Foreign Affairs dergisinin son sayısındaki “Dünya Düzenini Koruma Komitesi” başlıklı bir makaleye göre İkinci Dünya Savaşı’nın sonundan beri uluslararası siyaseti biçimlendiren düzen artık yıkılıyor. Ancak, bu durumun sorumlularının çoğunun belli olduğu düşünülürse, cümlenin devamı bu stratejik değerlendirmenin kırılganlığını gözler önüne seriyor. Makalenin yazarlarına göre, “Çin ve Rusya gibi revizyonist güçler, küresel kuralları kendi çıkarlarına göre yeniden belirlemek isterken, Brezilya ve Hindistan gibi gelişmekte olan güçler ise, büyük güç olmanın avantajlarını benimsemekte, ancak beraberinde getirdiği sorumluluklardan kaçınmaktadırlar. İran ve Kuzey Kore gibi reddedici güçler ise, başkalarının belirlediği kurallara karşı çıkmaktadır. Bu arada, BM gibi uluslararası kurumlar, çözülebileceklerinden daha hızlı bir şekilde çoğalan sorunları ele almaya çalışmaktadır.” Uluslararası arenadaki oyuncuların müesses nizamın liderlerine meydan okumak istedikleri çok açık. Ancak makale “sorumlular” hakkında bilgi vermekten ve yorum yapmaktan kaçınıyor.
Burada kilit nokta ise bu sistemin refahı ve istikrarı paylaştırmakta başarısız olmasının krizin kaynağı olarak görülmesi. Zira söz konusu sistem dünya çapında farklı sosyal, siyasi ve ekonomik çevrelerle gerektiği gibi baş edemeyecek kadar büyük ve iddialıydı. Soğuk Savaş’ın bitiminden sonra bir şeyler ters gitti ve on yıldan daha kısa bir süre boyunca, sistem zenginliği yayarak pek çok gelişmekte olan ülkede yeni bir orta sınıfın yükselmesine ortam hazırladı. Bununla birlikte, başlangıçta daha fazla çerçeve anlaşması için bir model oluşturan Kuzey Amerika Serbest Ticaret Anlaşması’nın (NAFTA) imzalanmasıyla düşük ve orta teknoloji üretimi üçüncü dünyaya kayıp kısa bir süre sonra burada bir piyasa olarak yükselirken, gelişmiş ülkeler ise yüksek teknolojili sanayiye ve yepyeni hizmetlere odaklanmak zorunda kaldı. Bu durum sınır tanımayan bir ucuz işgücü piyasası inşa etti.

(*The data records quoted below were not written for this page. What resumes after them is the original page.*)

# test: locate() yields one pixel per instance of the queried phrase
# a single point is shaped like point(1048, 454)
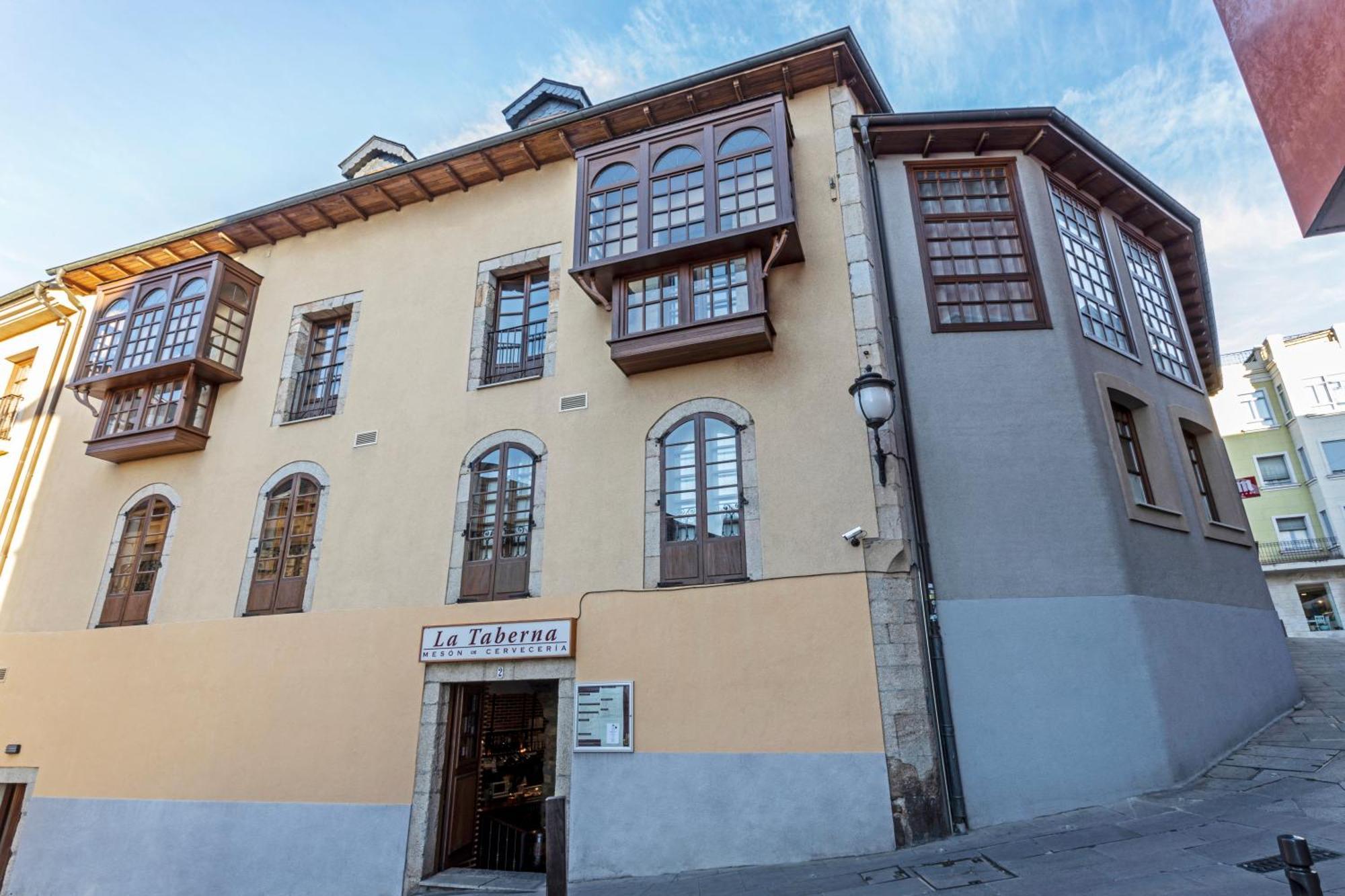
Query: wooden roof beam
point(396, 205)
point(490, 165)
point(350, 205)
point(328, 220)
point(462, 185)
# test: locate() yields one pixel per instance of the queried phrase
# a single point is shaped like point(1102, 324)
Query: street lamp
point(875, 400)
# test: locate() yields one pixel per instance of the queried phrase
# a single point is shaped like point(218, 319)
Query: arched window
point(677, 200)
point(500, 525)
point(145, 330)
point(185, 321)
point(746, 179)
point(703, 502)
point(284, 546)
point(613, 212)
point(103, 348)
point(135, 568)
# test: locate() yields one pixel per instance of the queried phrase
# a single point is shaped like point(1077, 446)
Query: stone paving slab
point(1291, 779)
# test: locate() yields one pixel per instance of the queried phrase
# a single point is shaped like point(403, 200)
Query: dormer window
point(157, 364)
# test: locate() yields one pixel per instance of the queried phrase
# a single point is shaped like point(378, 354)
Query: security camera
point(855, 536)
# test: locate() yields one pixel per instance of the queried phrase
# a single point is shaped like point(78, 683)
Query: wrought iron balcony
point(9, 412)
point(516, 353)
point(315, 393)
point(1300, 552)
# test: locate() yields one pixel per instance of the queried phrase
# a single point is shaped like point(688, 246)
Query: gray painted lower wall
point(1073, 701)
point(169, 848)
point(654, 813)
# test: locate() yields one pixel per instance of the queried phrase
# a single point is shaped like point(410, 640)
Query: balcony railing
point(9, 411)
point(516, 353)
point(1300, 552)
point(315, 393)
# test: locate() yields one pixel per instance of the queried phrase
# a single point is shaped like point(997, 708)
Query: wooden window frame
point(115, 606)
point(701, 490)
point(497, 538)
point(1054, 184)
point(1032, 276)
point(252, 606)
point(1188, 354)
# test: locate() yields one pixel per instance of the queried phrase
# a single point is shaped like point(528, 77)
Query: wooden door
point(286, 546)
point(137, 565)
point(11, 806)
point(500, 526)
point(701, 502)
point(462, 771)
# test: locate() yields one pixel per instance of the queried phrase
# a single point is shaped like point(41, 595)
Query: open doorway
point(500, 767)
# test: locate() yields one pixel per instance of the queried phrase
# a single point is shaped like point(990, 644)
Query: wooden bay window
point(162, 345)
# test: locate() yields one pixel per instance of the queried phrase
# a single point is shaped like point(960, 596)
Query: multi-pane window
point(1132, 455)
point(1200, 475)
point(701, 502)
point(284, 546)
point(229, 326)
point(145, 330)
point(137, 565)
point(977, 255)
point(613, 212)
point(677, 201)
point(1257, 408)
point(1274, 470)
point(318, 385)
point(517, 346)
point(107, 338)
point(1156, 309)
point(1090, 271)
point(500, 525)
point(185, 321)
point(744, 175)
point(1327, 392)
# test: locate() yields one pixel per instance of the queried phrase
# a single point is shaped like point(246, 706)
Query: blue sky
point(127, 122)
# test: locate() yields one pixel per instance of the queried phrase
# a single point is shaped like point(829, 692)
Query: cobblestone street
point(1184, 842)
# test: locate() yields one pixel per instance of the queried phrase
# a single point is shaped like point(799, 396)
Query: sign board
point(536, 639)
point(603, 715)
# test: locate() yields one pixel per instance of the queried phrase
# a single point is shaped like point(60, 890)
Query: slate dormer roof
point(544, 100)
point(375, 155)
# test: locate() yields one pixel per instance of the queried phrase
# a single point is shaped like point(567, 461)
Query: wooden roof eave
point(836, 53)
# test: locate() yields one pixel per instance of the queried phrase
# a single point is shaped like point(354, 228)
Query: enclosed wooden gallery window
point(701, 501)
point(1199, 475)
point(284, 546)
point(516, 346)
point(137, 564)
point(1132, 456)
point(319, 382)
point(500, 525)
point(1167, 339)
point(976, 248)
point(1090, 270)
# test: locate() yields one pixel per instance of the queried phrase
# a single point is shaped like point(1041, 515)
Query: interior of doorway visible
point(500, 768)
point(11, 807)
point(1320, 608)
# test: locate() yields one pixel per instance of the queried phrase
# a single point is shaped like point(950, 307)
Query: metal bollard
point(1303, 877)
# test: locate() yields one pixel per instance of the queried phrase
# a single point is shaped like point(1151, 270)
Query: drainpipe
point(925, 569)
point(33, 443)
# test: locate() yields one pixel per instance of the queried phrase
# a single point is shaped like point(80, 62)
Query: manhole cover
point(1276, 862)
point(961, 872)
point(884, 874)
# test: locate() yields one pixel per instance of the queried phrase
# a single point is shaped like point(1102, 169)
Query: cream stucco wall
point(391, 512)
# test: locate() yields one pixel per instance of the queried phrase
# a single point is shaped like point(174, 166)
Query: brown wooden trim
point(1031, 276)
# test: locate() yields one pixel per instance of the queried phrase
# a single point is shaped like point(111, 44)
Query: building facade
point(373, 518)
point(1284, 421)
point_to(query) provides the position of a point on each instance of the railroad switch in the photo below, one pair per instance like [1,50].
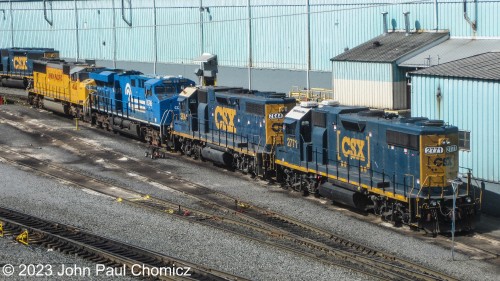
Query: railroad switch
[23,238]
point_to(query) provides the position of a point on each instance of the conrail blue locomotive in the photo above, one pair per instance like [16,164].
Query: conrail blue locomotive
[135,104]
[400,168]
[16,64]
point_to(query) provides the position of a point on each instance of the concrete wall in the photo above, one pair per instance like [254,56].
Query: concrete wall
[278,80]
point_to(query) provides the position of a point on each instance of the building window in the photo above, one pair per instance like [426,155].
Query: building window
[464,140]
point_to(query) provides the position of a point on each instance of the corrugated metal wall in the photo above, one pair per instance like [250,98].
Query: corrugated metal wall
[278,28]
[472,106]
[366,84]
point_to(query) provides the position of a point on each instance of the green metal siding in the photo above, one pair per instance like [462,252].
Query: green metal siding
[472,106]
[278,28]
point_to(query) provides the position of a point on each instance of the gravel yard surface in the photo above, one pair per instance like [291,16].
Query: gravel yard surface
[28,261]
[165,229]
[102,215]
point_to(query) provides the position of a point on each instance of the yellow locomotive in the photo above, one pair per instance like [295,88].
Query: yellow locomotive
[61,86]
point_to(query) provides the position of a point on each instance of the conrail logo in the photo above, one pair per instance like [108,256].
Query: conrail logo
[51,55]
[224,119]
[20,63]
[353,148]
[55,76]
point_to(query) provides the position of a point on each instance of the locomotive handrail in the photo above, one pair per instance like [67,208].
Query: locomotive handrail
[163,118]
[130,12]
[45,13]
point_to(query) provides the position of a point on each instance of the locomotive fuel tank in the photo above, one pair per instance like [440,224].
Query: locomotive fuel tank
[217,155]
[344,196]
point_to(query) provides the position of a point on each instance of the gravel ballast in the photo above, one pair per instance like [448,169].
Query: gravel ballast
[257,193]
[192,242]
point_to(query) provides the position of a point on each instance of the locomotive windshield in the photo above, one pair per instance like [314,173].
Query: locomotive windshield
[165,91]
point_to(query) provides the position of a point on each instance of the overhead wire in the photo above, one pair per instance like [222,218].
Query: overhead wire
[360,6]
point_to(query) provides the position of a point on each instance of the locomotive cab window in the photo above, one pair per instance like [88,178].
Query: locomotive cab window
[290,128]
[464,140]
[402,140]
[164,90]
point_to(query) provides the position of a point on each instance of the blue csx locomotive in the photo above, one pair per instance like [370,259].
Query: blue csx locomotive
[401,168]
[398,167]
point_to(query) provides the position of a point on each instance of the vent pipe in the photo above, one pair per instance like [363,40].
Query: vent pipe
[473,24]
[407,23]
[436,23]
[384,14]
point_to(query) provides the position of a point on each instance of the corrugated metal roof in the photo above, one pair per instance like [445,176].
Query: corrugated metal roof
[392,46]
[484,66]
[451,50]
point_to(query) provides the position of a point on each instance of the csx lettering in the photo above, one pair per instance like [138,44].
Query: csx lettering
[224,119]
[183,116]
[353,148]
[275,116]
[446,162]
[277,127]
[20,63]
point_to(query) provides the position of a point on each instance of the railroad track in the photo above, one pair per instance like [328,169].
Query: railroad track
[249,221]
[137,261]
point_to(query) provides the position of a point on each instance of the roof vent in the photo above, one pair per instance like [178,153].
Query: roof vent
[309,104]
[330,103]
[407,23]
[431,123]
[372,113]
[384,14]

Bu anlaşma ABD’de maaş durgunluğunu ve Avrupa’da sosyal problemleri körükleyerek anında başarısız olan ekonomik bir takastı. Bu başarısızlığın başlıca sebebi ise sistemin etkinliğini, etkisini ve gücü kaybetmesiydi. Çin, Rusya, Brezilya ve gelişmekte olan ülkeler, büyük oranda ABD ekonomisinin domine ettiği bir dünyada kendi çıkarlarını gözetiyor.